The original image released by Midland Street school is below. The indication of where in the collage the image of Monfredo appears was added by This Week in Worcester.

March 13, 2024 featured-home

The full text of the letter to families of Midland Street School by Guertin:

“Dear Midland Street School Families,

In the last few days, we have received legitimate concerns from parents about our decision to allow a certain individual to participate in the Read Across America Day event last Friday. The individual was not criminally convicted of wrongdoing, but information that was shared in news reports last fall raised understandable concerns.

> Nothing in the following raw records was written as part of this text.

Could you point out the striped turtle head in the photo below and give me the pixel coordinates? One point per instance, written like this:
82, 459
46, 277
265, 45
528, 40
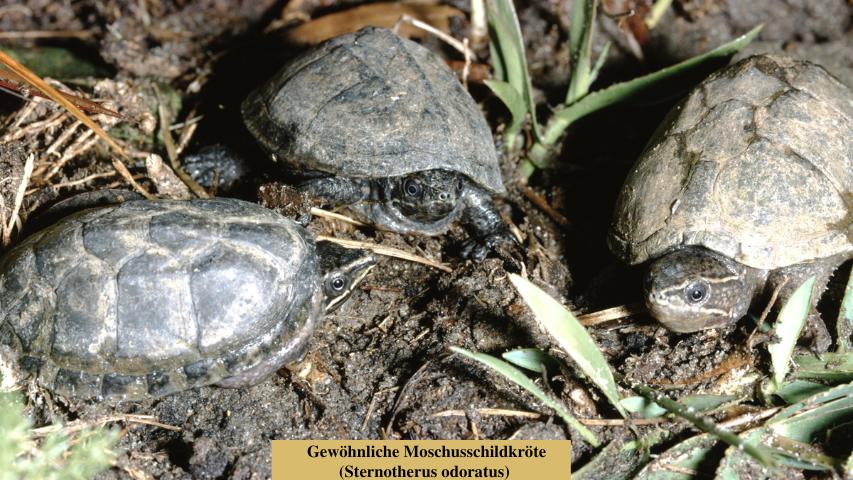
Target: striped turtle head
693, 288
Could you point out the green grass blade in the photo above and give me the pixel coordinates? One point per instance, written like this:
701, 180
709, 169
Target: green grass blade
571, 336
509, 45
845, 318
498, 69
620, 92
580, 40
599, 63
764, 455
816, 414
699, 403
789, 324
818, 399
613, 462
531, 359
515, 376
514, 103
829, 368
798, 390
686, 456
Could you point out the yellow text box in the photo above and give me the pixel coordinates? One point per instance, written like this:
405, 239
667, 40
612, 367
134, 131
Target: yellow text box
440, 459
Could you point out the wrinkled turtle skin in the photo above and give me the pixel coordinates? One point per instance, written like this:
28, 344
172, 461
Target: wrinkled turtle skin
147, 298
380, 123
746, 187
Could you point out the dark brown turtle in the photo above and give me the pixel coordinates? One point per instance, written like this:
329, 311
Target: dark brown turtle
746, 188
381, 124
147, 298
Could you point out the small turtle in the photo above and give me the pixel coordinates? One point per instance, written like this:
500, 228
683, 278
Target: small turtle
148, 298
747, 188
383, 125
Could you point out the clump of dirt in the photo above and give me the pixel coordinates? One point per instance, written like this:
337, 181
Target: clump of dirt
379, 366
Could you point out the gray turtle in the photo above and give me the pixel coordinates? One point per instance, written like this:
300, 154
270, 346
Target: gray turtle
746, 188
147, 298
383, 125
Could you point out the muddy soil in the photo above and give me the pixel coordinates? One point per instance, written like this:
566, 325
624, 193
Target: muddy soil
379, 366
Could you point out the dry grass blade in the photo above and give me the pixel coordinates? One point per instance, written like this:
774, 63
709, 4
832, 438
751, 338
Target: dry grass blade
53, 94
319, 212
12, 82
610, 314
489, 412
36, 34
387, 251
19, 199
78, 425
172, 152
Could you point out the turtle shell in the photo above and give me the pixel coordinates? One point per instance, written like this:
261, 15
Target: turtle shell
756, 163
152, 297
371, 104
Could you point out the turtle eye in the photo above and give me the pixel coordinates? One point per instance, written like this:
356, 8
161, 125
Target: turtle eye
336, 285
412, 188
696, 292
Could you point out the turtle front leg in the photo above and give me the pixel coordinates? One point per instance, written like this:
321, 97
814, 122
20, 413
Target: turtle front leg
788, 279
336, 191
488, 230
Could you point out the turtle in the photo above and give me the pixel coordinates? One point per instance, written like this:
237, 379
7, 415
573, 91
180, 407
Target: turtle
379, 123
746, 189
146, 298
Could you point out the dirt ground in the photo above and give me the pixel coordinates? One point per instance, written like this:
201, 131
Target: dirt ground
379, 366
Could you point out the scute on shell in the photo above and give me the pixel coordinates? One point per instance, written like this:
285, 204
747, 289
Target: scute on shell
123, 297
372, 104
756, 163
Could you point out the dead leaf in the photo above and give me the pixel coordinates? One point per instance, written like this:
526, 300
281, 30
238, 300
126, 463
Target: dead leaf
168, 184
374, 14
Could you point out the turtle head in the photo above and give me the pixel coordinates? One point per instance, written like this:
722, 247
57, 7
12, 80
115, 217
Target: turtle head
427, 196
693, 288
343, 269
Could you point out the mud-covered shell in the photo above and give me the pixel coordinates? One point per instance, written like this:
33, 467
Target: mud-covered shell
151, 297
756, 163
371, 104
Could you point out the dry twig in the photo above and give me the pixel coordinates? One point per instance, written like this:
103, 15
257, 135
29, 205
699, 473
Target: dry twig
387, 251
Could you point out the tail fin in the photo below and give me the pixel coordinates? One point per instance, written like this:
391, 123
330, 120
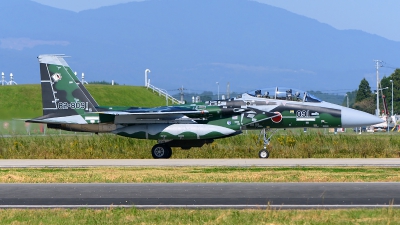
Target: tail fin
63, 95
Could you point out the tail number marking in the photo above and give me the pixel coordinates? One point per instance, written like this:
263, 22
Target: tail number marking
73, 105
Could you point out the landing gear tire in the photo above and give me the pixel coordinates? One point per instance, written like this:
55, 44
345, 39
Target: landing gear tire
161, 152
263, 153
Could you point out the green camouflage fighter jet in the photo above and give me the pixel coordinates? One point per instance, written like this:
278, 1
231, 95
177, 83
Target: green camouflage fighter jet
67, 105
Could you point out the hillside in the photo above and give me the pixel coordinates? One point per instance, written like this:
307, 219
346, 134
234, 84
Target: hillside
25, 101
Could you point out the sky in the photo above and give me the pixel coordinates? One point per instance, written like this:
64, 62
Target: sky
375, 17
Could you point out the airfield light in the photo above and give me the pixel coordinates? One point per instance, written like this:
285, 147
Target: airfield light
391, 81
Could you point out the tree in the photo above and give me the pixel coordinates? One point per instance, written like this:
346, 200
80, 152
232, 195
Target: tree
364, 91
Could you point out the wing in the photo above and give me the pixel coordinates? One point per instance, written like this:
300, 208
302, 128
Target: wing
171, 114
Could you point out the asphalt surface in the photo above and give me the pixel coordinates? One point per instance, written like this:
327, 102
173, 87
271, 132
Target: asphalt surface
201, 195
26, 163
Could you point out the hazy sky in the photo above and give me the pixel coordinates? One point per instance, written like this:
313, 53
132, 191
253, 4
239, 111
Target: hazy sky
376, 17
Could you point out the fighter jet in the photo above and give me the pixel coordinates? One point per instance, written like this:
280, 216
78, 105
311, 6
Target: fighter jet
67, 105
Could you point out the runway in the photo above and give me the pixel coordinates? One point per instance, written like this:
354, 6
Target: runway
204, 195
336, 162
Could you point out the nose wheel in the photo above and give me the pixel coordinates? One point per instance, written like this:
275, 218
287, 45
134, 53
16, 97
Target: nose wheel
263, 153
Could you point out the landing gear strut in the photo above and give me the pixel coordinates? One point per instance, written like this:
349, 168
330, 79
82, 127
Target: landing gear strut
263, 153
161, 151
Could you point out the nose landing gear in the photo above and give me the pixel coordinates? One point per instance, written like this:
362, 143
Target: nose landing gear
263, 153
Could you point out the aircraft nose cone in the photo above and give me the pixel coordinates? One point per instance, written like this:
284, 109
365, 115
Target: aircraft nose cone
355, 118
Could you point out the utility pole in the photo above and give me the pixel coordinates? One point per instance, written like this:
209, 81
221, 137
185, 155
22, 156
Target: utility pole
378, 64
146, 82
391, 81
181, 92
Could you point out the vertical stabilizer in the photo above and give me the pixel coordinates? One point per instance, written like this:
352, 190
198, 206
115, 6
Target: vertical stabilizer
63, 95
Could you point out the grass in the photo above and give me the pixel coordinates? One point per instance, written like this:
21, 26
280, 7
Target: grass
198, 175
15, 103
285, 144
201, 216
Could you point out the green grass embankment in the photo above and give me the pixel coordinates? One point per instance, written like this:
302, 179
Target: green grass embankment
283, 145
25, 101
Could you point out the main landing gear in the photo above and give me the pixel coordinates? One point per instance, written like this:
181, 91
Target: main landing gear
263, 153
161, 151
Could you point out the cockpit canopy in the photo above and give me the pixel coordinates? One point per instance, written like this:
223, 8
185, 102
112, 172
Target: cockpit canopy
283, 93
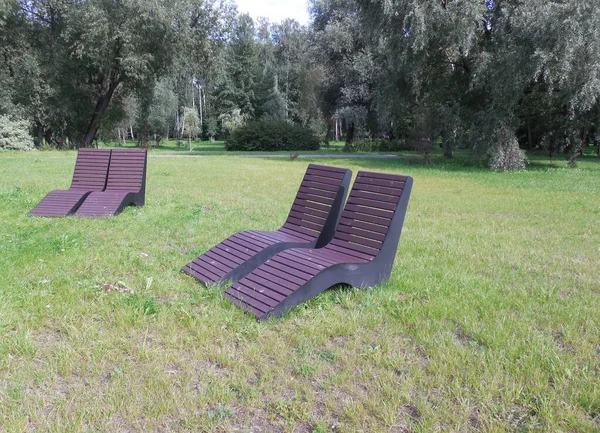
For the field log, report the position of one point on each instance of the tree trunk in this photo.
(48, 137)
(98, 113)
(350, 133)
(337, 134)
(40, 137)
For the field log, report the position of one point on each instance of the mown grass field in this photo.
(489, 323)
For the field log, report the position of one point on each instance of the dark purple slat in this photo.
(301, 231)
(244, 245)
(309, 211)
(376, 197)
(315, 198)
(318, 183)
(234, 254)
(277, 277)
(361, 181)
(287, 269)
(309, 258)
(293, 263)
(358, 240)
(307, 224)
(364, 225)
(354, 230)
(384, 176)
(341, 245)
(312, 205)
(371, 203)
(308, 217)
(378, 189)
(350, 215)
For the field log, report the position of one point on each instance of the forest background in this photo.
(497, 77)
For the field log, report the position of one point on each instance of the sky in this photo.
(276, 10)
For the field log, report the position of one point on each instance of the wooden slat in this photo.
(371, 203)
(358, 240)
(377, 197)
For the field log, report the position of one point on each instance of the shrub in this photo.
(14, 134)
(377, 145)
(505, 154)
(271, 135)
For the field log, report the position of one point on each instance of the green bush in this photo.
(377, 145)
(271, 135)
(14, 134)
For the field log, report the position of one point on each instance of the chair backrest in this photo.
(376, 203)
(127, 170)
(91, 169)
(318, 204)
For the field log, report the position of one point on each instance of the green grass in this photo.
(489, 323)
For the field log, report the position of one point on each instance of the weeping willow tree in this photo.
(494, 74)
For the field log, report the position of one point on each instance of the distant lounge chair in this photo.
(310, 223)
(361, 253)
(89, 175)
(125, 185)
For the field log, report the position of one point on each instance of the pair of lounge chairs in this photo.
(104, 183)
(316, 248)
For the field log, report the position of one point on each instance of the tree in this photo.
(191, 123)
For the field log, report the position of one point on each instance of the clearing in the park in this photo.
(489, 321)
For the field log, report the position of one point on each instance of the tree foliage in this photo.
(493, 76)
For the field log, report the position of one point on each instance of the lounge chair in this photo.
(310, 223)
(91, 168)
(125, 185)
(361, 252)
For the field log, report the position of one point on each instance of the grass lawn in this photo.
(489, 323)
(213, 148)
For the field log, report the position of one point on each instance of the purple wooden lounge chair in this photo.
(311, 223)
(125, 185)
(361, 252)
(89, 175)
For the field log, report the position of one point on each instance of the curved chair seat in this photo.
(311, 222)
(89, 175)
(125, 185)
(361, 252)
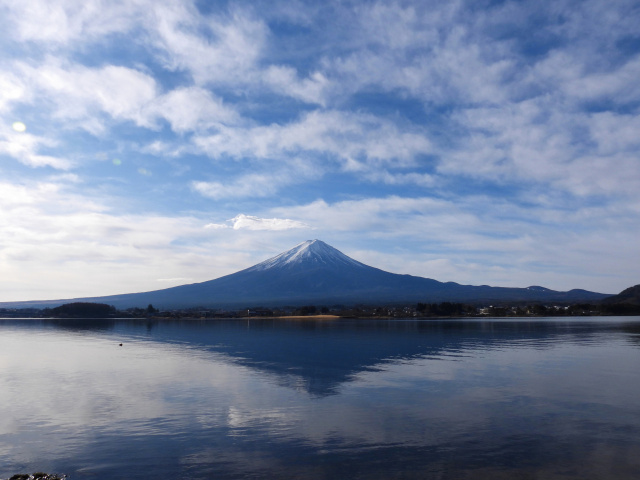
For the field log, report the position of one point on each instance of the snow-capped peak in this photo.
(309, 252)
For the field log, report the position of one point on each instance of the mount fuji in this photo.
(316, 273)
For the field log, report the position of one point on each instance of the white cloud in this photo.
(350, 138)
(227, 53)
(12, 89)
(192, 108)
(25, 148)
(251, 185)
(79, 94)
(285, 80)
(249, 222)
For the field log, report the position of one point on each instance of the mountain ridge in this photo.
(314, 272)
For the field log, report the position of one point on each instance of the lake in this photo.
(552, 398)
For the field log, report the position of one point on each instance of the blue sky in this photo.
(146, 144)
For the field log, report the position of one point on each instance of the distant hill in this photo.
(630, 295)
(316, 273)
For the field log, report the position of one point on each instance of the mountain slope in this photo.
(630, 295)
(316, 273)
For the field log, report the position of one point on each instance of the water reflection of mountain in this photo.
(320, 356)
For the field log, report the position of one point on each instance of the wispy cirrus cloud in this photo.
(250, 222)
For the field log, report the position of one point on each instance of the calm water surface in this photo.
(544, 399)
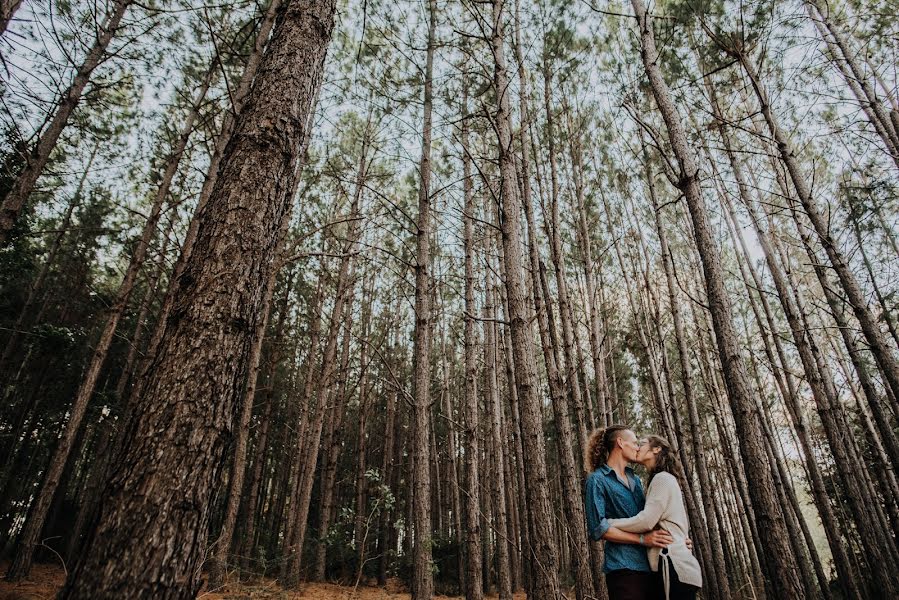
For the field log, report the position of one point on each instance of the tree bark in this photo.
(881, 351)
(219, 566)
(780, 566)
(474, 587)
(543, 551)
(498, 482)
(21, 564)
(715, 551)
(12, 342)
(152, 528)
(422, 578)
(8, 9)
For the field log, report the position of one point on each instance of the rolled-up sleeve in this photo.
(597, 523)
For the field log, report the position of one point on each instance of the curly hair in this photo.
(600, 443)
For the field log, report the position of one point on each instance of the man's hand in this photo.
(658, 538)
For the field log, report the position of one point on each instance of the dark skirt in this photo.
(632, 585)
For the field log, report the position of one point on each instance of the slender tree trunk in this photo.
(558, 258)
(498, 483)
(715, 551)
(883, 354)
(422, 579)
(108, 429)
(38, 283)
(359, 533)
(39, 154)
(594, 316)
(8, 9)
(780, 566)
(790, 393)
(152, 528)
(387, 471)
(324, 393)
(846, 61)
(474, 587)
(544, 558)
(35, 523)
(254, 510)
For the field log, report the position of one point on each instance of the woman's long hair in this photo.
(666, 459)
(600, 443)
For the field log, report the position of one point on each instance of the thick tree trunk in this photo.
(780, 567)
(221, 142)
(542, 546)
(422, 578)
(222, 546)
(39, 154)
(152, 527)
(38, 283)
(34, 525)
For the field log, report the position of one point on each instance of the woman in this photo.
(677, 568)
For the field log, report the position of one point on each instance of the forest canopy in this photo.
(333, 291)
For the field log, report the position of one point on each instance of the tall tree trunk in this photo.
(8, 9)
(108, 429)
(238, 99)
(542, 547)
(39, 154)
(35, 523)
(790, 393)
(422, 579)
(497, 483)
(844, 56)
(218, 568)
(254, 510)
(325, 394)
(883, 354)
(558, 258)
(474, 587)
(38, 283)
(594, 313)
(715, 550)
(152, 528)
(780, 566)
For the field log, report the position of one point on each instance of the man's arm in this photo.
(658, 538)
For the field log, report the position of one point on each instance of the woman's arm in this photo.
(656, 503)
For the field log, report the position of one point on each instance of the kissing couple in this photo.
(648, 553)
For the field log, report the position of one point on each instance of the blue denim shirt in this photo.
(608, 498)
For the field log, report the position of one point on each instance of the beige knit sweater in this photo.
(665, 508)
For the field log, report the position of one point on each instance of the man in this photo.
(613, 491)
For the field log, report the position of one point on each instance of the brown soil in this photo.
(46, 580)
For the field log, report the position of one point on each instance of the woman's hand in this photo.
(657, 538)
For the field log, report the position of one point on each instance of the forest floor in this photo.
(46, 580)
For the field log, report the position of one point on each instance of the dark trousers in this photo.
(677, 590)
(632, 585)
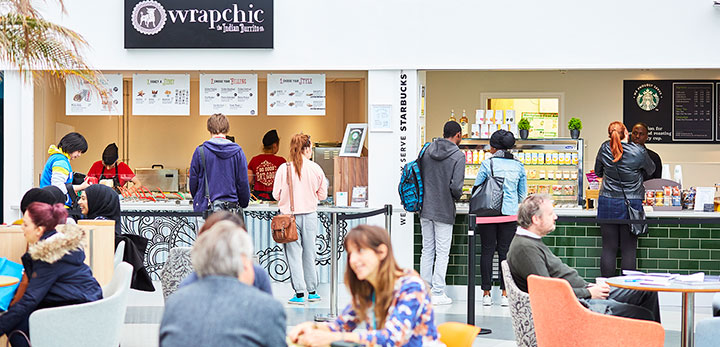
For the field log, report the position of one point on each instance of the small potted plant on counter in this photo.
(574, 125)
(524, 128)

First, I would like to apologize for allowing this person to read to our students. It was an error in judgment due to my lack of information. Second, please know that the safety and security of your children is always our top priority. This individual was never alone with any children on Friday, nor were any of our volunteer readers. Volunteers are not allowed to be alone with our students. Employees, including staff from community partner organizations that do regular work with our schools, are all required to undergo criminal background checks.

Today, a meeting was held with members of Worcester Public Schools administration about this incident. WPS and the Worcester School Committee are in the process of updating rules and policies on school volunteers. In the meantime, WPS will send updated guidance to school principals about best practices to ensure the safety of all students. Here at Midland, we will absolutely review the name of every volunteer moving forward with district administration to ensure such an incident does not happen again.